Je suis parti pour travailler sur un roman qui a pour toile de fond la ville de San Francisco, sur le thème plus ou moins imposé de cette résidence A room with a view : « After Tomorrow » (« après demain »). Un thème qui invite, si ce n’est à la science-fiction, du moins à l’anticipation. J’ai commencé à écrire quelques pages là-bas, et je vais continuer ici.
J’ai adoré San Francisco pour sa tolérance, sa liberté, son ouverture d’esprit. La ville m’a touché et m’a laissé rêveur : ah, si le monde entier était comme ça ! J’ai participé à des rencontres dans des lycées et j’ai assisté au festival Litquake (“tremblement littéraire”). Le Combat d’hiver et L’Enfant Océan sont d’ailleurs traduits en anglais.
Quel est votre rapport à la littérature américaine ? Et plus particulièrement à ses classiques de la littérature jeunesse : Mark Twain, John Steinbeck, Jack London…
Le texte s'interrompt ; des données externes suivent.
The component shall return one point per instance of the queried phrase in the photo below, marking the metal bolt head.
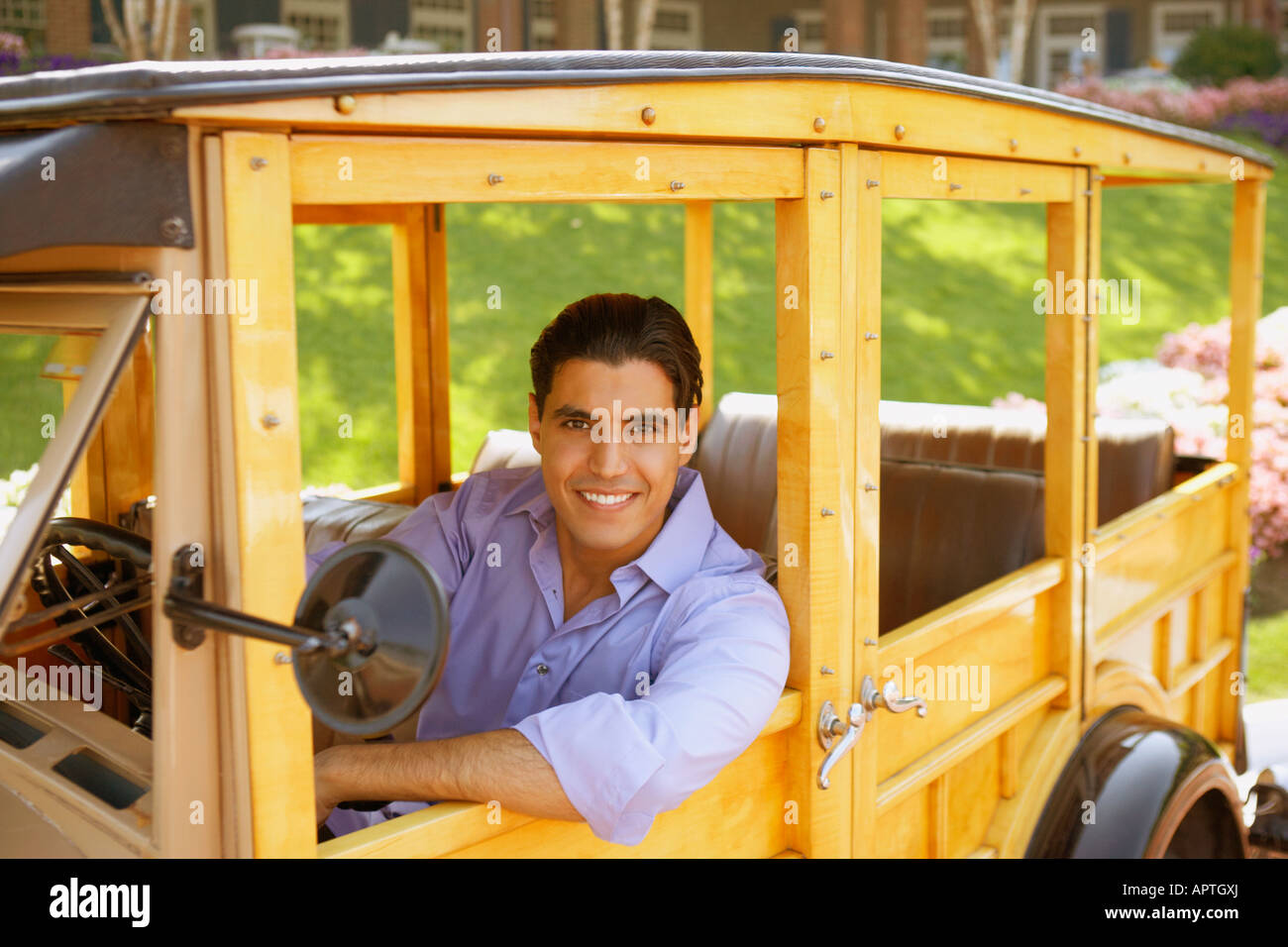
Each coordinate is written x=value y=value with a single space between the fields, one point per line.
x=174 y=230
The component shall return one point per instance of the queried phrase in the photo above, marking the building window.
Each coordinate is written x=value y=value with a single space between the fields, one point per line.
x=945 y=38
x=541 y=25
x=26 y=18
x=323 y=25
x=809 y=25
x=450 y=24
x=678 y=25
x=1173 y=24
x=1060 y=40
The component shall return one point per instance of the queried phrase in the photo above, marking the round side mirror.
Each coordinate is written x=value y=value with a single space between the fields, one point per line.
x=391 y=609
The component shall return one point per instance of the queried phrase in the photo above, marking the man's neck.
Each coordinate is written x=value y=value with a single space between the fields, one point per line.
x=588 y=573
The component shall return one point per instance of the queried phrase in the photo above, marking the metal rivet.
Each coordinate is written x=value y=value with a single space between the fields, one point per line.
x=174 y=228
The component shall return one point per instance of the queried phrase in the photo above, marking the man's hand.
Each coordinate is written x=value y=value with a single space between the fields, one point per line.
x=498 y=766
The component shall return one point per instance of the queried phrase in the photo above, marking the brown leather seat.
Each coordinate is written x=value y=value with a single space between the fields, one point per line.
x=948 y=530
x=1136 y=454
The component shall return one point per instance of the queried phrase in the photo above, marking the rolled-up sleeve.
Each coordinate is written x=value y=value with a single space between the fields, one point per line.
x=721 y=673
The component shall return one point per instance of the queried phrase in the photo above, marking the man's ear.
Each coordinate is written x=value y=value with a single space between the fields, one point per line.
x=690 y=437
x=533 y=421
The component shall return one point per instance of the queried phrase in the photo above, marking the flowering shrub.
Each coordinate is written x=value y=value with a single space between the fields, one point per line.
x=1188 y=386
x=1257 y=106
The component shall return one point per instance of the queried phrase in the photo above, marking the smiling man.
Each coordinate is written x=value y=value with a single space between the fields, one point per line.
x=612 y=648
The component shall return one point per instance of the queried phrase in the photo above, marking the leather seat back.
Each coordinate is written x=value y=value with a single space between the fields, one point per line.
x=948 y=530
x=738 y=460
x=1136 y=454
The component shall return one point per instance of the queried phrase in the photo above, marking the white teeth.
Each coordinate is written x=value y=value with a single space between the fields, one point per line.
x=605 y=499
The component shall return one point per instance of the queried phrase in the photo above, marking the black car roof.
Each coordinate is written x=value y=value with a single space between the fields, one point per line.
x=151 y=89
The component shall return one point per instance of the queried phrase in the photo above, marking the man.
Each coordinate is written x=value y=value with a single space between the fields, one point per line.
x=612 y=648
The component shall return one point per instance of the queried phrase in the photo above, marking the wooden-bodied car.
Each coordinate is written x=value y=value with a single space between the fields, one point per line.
x=1059 y=604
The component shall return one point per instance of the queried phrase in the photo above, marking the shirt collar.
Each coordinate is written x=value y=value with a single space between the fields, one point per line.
x=677 y=552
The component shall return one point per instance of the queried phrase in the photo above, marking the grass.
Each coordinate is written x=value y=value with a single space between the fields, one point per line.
x=957 y=320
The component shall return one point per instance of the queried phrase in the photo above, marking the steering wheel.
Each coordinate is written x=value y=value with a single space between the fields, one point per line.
x=90 y=599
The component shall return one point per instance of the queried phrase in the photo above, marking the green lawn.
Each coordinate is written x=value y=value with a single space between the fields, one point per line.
x=957 y=320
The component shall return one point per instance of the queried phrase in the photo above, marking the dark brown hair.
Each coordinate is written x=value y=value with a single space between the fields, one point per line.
x=617 y=328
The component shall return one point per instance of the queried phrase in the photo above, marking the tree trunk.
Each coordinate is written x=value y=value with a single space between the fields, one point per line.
x=1021 y=21
x=986 y=26
x=613 y=22
x=644 y=24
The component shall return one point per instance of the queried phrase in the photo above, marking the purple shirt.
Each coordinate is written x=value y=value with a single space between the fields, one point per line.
x=639 y=698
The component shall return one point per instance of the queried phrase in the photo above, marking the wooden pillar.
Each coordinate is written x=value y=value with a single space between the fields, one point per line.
x=861 y=295
x=421 y=365
x=906 y=26
x=1247 y=250
x=698 y=304
x=269 y=528
x=815 y=488
x=1068 y=364
x=845 y=29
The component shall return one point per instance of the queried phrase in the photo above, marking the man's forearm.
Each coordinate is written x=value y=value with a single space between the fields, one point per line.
x=498 y=766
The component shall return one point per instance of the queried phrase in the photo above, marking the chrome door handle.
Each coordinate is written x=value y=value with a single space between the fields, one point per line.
x=889 y=698
x=831 y=725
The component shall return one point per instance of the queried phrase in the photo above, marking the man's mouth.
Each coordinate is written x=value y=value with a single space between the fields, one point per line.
x=605 y=501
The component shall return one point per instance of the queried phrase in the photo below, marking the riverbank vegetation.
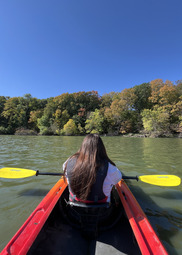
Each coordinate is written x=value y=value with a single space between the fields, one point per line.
x=150 y=109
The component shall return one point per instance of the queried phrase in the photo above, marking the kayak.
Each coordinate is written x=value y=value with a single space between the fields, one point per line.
x=51 y=230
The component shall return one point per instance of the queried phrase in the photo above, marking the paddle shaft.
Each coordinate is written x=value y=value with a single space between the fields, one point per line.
x=61 y=174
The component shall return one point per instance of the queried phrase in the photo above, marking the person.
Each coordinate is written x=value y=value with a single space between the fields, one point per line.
x=90 y=173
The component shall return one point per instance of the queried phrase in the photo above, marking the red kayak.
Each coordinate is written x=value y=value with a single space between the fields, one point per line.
x=50 y=230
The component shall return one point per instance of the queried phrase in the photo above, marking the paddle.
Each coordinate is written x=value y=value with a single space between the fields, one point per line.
x=160 y=180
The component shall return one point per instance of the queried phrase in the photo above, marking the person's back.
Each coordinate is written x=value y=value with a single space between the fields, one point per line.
x=90 y=173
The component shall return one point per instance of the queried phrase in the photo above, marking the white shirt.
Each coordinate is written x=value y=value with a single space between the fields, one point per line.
x=113 y=177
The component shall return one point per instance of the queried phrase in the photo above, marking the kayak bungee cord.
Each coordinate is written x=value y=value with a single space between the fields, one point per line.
x=159 y=180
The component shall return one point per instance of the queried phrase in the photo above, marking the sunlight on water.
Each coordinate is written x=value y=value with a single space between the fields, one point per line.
x=133 y=156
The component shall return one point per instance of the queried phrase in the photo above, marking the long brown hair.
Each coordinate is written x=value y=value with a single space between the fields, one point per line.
x=90 y=157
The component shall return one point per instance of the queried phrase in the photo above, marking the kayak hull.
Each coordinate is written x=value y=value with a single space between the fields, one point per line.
x=46 y=232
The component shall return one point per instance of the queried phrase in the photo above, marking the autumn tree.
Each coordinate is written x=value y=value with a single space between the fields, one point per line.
x=94 y=124
x=156 y=120
x=70 y=128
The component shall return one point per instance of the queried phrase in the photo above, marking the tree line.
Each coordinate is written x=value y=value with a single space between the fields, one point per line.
x=153 y=108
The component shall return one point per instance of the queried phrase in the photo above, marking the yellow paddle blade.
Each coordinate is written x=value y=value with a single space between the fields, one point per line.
x=161 y=180
x=15 y=173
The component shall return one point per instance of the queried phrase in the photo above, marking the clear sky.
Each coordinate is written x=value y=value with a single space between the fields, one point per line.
x=49 y=47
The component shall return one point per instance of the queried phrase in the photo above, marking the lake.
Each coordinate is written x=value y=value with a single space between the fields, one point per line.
x=133 y=156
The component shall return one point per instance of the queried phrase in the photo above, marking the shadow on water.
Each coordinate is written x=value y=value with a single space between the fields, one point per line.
x=166 y=222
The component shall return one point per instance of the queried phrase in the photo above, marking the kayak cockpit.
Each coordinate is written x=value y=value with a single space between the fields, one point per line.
x=61 y=234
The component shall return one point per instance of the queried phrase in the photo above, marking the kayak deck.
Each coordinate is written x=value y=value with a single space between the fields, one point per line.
x=58 y=237
x=47 y=231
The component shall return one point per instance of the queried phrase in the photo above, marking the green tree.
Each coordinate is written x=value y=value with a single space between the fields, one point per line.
x=94 y=124
x=156 y=120
x=142 y=92
x=70 y=128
J’essaie de lire en anglais ! Et j’aime ce côté très direct, très efficace des auteurs américains, et aussi leur talent un peu planqué : on ne voit pas trop leurs effets de styles alors qu’il y en a ! Les Américains savent raconter des histoires. Je pense à Paul Auster, Douglas Kennedy, John Fante. Vous évoquez John Steinbeck, alors je pense à Des souris et des hommes, qui est bouleversant. Ce livre-là, j’en suis jaloux ! Côté britannique, j’apprécie toujours autant La Ferme des animaux de George Orwell. Sans oublier Roald Dahl bien sûr, plein d’humanité et si drôle, avec cette obsession de ne pas ennuyer les gens. Il faut lire Matilda et Sacrées Sorcières !
Vous avez fait plusieurs fois le tour du monde. Quelles ont été vos destinations les plus marquantes ?
Avec mes livres, je suis effectivement allé dans beaucoup de lycées français, de Sydney à Moscou… Mais ce qui m’inspire le plus, c’est là où il fait froid ! C’est l’atmosphère qui apparaît dans Le Combat d’hiver (2006) ou Le Chagrin du roi mort (2009). J’aime l’Islande, la Scandinavie, ces pays où l’on cherche la chaleur des relations humaines. Je suis né dans un coin reculé d’Auvergne. Je me souviens de m’être gelé les doigts en allant à l’école… Et, en rentrant, l’hiver, d’avoir aperçu la lumière et la chaleur de la maison au loin.
Vous allez souvent à la rencontre du public. Qui sont vos lecteurs et lectrices ?
Mes lecteurs partagent avec moi une façon d’appréhender le monde et de comprendre les gens. Il y a, entre eux et moi, l’idée que nous devons faire preuve d’humanité, tant que possible, et faire l’effort de considérer les autres. Nous partageons l’espoir que l’on pourra surmonter beaucoup de choses, qu’il faut garder confiance.
Jean-Claude Mourlevat a effectué en novembre-décembre 2019 une résidence d'écriture A room with a view à San Francisco avec le soutien de l'Institut français.